Offene Systeme am Beispiel eines Autoreifens?

2 Antworten

1 bar = 1000 mbar = 1000 hPa

ich dachte der Umgebungsdruck ist 1013 hPa

1013,15 hPa ist der Druck der Normatmosphäre auf Meereshöhe. Der tatsächliche Luftdruck kann davon aber abweichen. 1 bar ist als Angabe durchaus möglich für den Umgebungsdruck, erleichtert aber wegen der glatten Zahl auf jeden Fall die Rechnung.

Ansatz:
Man könnte das ganze über das ideale Gasgesetz mit Massen lösen, aber das wird recht kompliziert. Da wir aber im Prinzip konstante Temperaturen haben und ansonsten nur Drücke und Volumina, probieren wir es mit dem Gesetz von Boyle-Mariotte:

p * V = const.

Manchmal wird eine Lösung einfacher, wenn man sie vom Ende her denkt. Wir stellen uns also vor, wir hätten zwei Reifen. Einer hätte 2,5 bar Überdruck, der andere 3,5 bar Überdruck. Nun lassen wir aus beiden die Luft raus (bei konstanter Temperatur) und messen das Luftvolumen unter Umgebungsdruck.

2,5 bar Überdruck = 3,5 bar absolut
3,5 bar Überdruck = 4,5 bar absolut

1) Luft aus dem Reifen mit 2,5 bar Überdruck, V2 ist das Volumen der rasugelassenen Luft
V1 * p1 = V2 * p2
V2 = V1 * p1/p2 = 60 l * 3,5/1 = 210 l (bei 1 bar)

2) Luft aus dem Reifen mit 3,5 bar Überdruck, V3 ist das Volumen der rasugelassenen Luft
V1 * p1 = V3 * p3
V3 = V1 * p1/p3 = 60 l * 4,5/1 = 270 l (bei 1 bar)

ΔV = V3 - V2 = 270 l - 210 l = 60 l

Ergebnis: wir müssen 60 l Außenluft in den Reifen pumpen, um dort den Überdruck von 2,5 bar auf 3,5 bar zu erhöhen.

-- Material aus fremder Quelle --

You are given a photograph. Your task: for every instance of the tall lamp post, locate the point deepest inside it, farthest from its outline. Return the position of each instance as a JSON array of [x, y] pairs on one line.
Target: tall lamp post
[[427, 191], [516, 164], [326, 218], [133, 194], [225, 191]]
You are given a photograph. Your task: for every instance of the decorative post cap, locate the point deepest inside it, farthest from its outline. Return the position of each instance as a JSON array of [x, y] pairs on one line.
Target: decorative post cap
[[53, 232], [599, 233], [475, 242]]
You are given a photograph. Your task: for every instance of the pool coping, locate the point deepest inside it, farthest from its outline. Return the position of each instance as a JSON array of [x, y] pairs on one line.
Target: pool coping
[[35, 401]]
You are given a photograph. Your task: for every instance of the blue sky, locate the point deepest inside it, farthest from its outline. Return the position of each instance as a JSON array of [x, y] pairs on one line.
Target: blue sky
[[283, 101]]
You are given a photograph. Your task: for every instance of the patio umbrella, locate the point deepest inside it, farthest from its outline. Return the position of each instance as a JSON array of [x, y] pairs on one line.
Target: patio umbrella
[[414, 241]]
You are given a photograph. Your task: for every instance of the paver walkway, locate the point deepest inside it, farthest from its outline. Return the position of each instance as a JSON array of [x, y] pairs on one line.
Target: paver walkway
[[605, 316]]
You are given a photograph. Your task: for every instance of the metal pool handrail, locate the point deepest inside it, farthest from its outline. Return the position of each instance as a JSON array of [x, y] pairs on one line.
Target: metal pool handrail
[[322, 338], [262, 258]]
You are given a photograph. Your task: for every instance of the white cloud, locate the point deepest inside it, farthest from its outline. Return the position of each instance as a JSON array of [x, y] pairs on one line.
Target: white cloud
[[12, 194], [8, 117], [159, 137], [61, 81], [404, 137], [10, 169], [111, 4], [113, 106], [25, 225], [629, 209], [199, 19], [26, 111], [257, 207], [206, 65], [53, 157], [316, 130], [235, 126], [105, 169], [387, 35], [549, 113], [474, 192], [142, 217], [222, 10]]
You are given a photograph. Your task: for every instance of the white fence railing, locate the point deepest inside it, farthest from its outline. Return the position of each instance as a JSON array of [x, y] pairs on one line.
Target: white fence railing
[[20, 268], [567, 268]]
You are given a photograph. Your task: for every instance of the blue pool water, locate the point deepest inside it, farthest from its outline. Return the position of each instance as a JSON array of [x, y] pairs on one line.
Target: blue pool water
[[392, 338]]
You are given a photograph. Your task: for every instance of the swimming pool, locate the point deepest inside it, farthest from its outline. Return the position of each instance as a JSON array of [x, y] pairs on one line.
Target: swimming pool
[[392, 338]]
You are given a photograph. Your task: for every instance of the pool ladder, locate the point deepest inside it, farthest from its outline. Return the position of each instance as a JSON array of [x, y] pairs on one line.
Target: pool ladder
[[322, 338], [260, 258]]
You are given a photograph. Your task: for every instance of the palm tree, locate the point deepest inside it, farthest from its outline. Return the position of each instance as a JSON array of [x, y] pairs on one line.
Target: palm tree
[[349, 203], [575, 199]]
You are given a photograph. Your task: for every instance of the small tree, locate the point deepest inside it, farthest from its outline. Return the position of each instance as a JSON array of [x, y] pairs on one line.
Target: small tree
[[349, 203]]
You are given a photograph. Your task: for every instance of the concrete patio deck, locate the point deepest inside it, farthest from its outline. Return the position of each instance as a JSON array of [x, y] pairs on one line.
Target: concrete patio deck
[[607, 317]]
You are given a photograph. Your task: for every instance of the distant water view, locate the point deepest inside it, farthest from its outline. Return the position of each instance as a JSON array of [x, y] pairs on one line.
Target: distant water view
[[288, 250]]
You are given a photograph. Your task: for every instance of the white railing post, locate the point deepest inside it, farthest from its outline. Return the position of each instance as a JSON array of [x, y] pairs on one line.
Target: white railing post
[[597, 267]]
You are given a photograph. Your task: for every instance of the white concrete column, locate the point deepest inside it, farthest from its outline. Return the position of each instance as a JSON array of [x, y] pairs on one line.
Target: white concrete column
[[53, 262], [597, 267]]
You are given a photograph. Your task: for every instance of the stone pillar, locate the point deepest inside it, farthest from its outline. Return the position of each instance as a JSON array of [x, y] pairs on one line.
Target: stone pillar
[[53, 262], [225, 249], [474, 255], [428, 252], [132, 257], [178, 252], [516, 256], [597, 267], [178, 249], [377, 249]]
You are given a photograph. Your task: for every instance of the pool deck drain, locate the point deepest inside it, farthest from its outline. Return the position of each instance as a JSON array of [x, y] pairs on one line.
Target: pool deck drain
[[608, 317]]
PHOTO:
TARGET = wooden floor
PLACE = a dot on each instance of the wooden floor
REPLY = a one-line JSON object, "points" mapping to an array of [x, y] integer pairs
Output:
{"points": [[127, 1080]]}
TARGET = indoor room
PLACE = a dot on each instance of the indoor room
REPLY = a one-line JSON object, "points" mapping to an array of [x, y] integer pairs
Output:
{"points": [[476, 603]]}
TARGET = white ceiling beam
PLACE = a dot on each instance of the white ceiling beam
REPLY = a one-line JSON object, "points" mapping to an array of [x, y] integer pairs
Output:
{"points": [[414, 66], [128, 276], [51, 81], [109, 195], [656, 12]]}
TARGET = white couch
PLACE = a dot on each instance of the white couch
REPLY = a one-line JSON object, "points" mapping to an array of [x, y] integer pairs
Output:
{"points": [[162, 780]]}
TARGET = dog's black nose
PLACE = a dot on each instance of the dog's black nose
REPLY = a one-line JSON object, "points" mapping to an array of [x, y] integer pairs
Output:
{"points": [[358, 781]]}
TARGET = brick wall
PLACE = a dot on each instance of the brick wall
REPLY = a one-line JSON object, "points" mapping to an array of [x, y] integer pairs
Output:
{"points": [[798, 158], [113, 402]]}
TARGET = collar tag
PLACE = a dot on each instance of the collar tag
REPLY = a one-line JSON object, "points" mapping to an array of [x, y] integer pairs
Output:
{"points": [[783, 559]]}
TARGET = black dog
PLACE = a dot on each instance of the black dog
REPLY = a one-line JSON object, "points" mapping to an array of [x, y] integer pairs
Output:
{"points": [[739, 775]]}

Woher ich das weiß:Studium / Ausbildung – Habe Thermodynamik im Hauptfach studiert.
xDarklight 
Fragesteller
 01.10.2019, 17:01

Ich habe noch eine Frage was heißt der folgende Satz " Sind in der Aufgabe Volumenströme zu ermitteln, so liegt die Lösungsidee darin, das System so zu behandeln, als ob es geschlossen wäre und den veränderten Volumenbedarf unter den neuen Bedingungen zu ermitteln." ?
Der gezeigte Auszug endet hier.